IJWBAA [eej-wah] is a Filipino digital artist and the first Filipino recognized in Techspressionism. He is a neologist and the originator of Decolonial Minimalism —an art movement that reclaims minimalism through ancestral memory and cultural reawakening. His work earned a spot on the shortlist for the Hiiibrand Design and Illustration Awards 2024. His papers were published on Academia.edu.He was selected by David Quiles Guilló, Director of The Wrong, to participate in the 7th Edition of The Wrong Biennale - described by The New York Times as the digital world's answer to Venice Biennale - with Prayers to Ai, further cementing his standing in the international digital art community. His collected works, compiled in two volumes of I Just Wannabe an Artist, have been recognized, officially archived, cataloged, and made available in the collections of the Gallerie degli Uffizi, Museo Reina Sofía, the National Museum of the Philippines, Getty Research Institute, and other prominent cultural institutions worldwide. The two volumes are cataloged in WorldCat under OCLC Numbers 1530632939(Book 1) and 1530636063(Book 2).


Iranun

Iranun

Decolonial Minimalism Founding Work - Indigenous People

Size: 1400 x 1400 pixels

Medium: Digital Art

Artist: IJWBAA

Year: 2025

Description:

Iranun renders two figures in elemental geometry—circular heads, yellow torsos, and striped brown garments—yet each shape pulses with ancestral specificity. The larger figure’s triangular hat and striped shorts evoke maritime attire and woven codes of Iranun seafaring legacy, while the smaller figure’s circular skirt and cap suggest ceremonial dress and kinship continuity. Their suspenders and layered garments are not decorative—they are mnemonic scaffolds, visual syllables of labor and lineage.

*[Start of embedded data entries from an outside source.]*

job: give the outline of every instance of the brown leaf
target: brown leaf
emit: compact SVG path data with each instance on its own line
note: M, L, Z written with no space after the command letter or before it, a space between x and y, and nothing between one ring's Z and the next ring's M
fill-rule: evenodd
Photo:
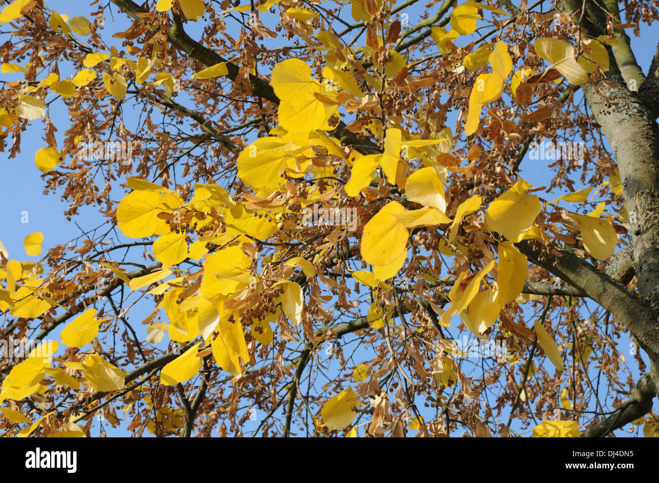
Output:
M522 82L515 91L515 101L520 105L529 105L533 99L533 88L529 82Z
M366 30L366 45L375 50L380 47L378 43L378 27L374 24L369 25Z
M387 31L387 42L389 43L395 43L398 40L398 37L401 34L401 22L395 20Z

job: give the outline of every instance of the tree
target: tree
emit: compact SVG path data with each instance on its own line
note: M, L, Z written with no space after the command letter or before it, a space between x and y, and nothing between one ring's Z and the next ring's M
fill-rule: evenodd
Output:
M5 432L656 434L656 4L5 3Z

The bright blue field behind them is not neutral—it’s a chromatic invocation of sky and sea, a horizon of movement and memory. A white horizontal line bisects the composition, anchoring the figures in shared cosmology and visual rhythm. Their beige limbs and unmarked faces resist caricature, asserting presence without spectacle. Their stillness is deliberate—a stance of witnessing, a refusal to perform indigeneity for external gaze.

Iranun is not abstraction—it is encoded ancestry. IJWBAA’s visual grammar resists ornamental excess and reclaims essence, asking: what if geometry could carry ritual? What if chromatic restraint could amplify indigenous voice? This work offers a visual infrastructure for radical care, where every stripe, silence, and shape becomes a vessel for collective legacy.